Number of cloud providers taking up the offer made by the oligopolist with increasing price offers.

Fig. 4.

Average marginal payoff with changing market scenarios.

Fig. 5.

Total time taken to compute the stable coalition structure for a given market scenario.

Fig. 6.

Comparision between the coalitional payoff and combined broker price offer for the market scenario \(M_1\).

Figure 4 shows the average marginal payoff of the cloud providers who preferred to form a peer-to-peer coalition. For a given market scenario, CS is a stable coalition structure (refer Definition (9)), then the average marginal payoff is defined as \(\sum _{F_i \in CS\setminus F^*}\sum _{j\in F_i} \beta _j(F_i)/|N\setminus F^*|\). As expected, with the increasing price offer from the oligopolist, the marginal payoff goes down. However, it need not be monotic, as it may increase locally due to the changes in the stable coalition structure. Figure 5 shows the total time taken for the computation of the stable coalition structure for a given market scenario. It can be noted that overall it is in the order of milliseconds and hence computationally feasible problem to solve. Further, with the increasing price offers, the number of feasible coalitions go down, which makes the greedy algorithm converge faster.

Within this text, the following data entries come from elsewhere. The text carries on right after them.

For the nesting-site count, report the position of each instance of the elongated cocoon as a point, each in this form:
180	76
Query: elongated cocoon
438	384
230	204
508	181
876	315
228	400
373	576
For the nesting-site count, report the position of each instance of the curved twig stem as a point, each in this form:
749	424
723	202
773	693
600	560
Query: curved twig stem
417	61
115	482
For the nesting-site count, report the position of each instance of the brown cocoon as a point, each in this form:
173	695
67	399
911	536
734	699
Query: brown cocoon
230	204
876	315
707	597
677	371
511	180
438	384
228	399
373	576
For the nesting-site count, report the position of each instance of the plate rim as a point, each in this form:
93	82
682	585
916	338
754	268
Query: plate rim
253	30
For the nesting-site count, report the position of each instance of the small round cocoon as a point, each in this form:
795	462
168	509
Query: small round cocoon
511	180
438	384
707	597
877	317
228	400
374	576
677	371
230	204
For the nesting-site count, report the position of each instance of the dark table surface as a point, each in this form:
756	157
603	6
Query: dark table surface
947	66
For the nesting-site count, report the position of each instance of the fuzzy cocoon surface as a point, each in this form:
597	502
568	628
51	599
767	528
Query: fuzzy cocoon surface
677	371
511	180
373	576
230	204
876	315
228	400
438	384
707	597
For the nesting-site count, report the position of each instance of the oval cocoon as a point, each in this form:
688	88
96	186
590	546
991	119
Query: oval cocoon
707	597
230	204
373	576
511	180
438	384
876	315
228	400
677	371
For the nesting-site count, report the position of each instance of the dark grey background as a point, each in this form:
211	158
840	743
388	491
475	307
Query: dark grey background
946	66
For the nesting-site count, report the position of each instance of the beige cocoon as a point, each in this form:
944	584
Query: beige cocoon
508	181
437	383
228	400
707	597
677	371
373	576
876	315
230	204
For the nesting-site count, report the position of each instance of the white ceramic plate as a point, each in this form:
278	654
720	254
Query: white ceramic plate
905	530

For a coalition, we know that \(v_S(S)\) is the total payoff available for the coalition S. The combined payoff from an oligopolist to a coalition S is \(\sum _{i\in S} m_i\). Figure 6 compares the coalitional payoff and the combined broker payoff for all the coalitions in the market scenario \(M_1\). For cloud providers 7 and 12, who take up the oligopolist’s offer, these two values are almost the same (one percent difference).

6 Related Work

Grozev and Buyya [3] provided a systematic taxonomy of various inter-cloud architectures. The peer-to-peer inter-cloud architecture and the broker based multi-cloud architecture considered in this paper are based on their taxonomy. There has been several works on federation formation and payoff distribution using cooperative game theory [10,11,12,13,14,15]. Hassan et. al. [16] solved the problem of resource allocation and federation formation using Stackelberg games. However, none of these works consider the impact of an oligopolist or a monopolist on coalition formation which is the main focus of this paper. Niytao et al. [12] proposed the usage of stochastic linear programming games for payoff distribution among coalition members. The payoff distribution scheme we presented in this paper using linear production games is similar to their work. The closest work related to ours in literature is due to Fragnelli [17]. The author studied a market scenario which is very similar to that of ours but the specific problem addressed is the pricing strategy to be adopted by the players. Innes and Sexton [18] also studied very similar market scenario but the problem they studied is the pricing strategy to be adopted by the monopolist to deter coalition formation.

7 Conclusions

In this paper, we showed how we can model the influence of an oligopolist in a cloud market where multiple cloud providers can potentially come together to form a federation in order to increase their market reach. Further, we introduced the notion of stable coalition structures in the presence of oligopolists and a greedy algorithm for computing them. We believe that our work paves way for further research in this less studied facet of federated cloud computing.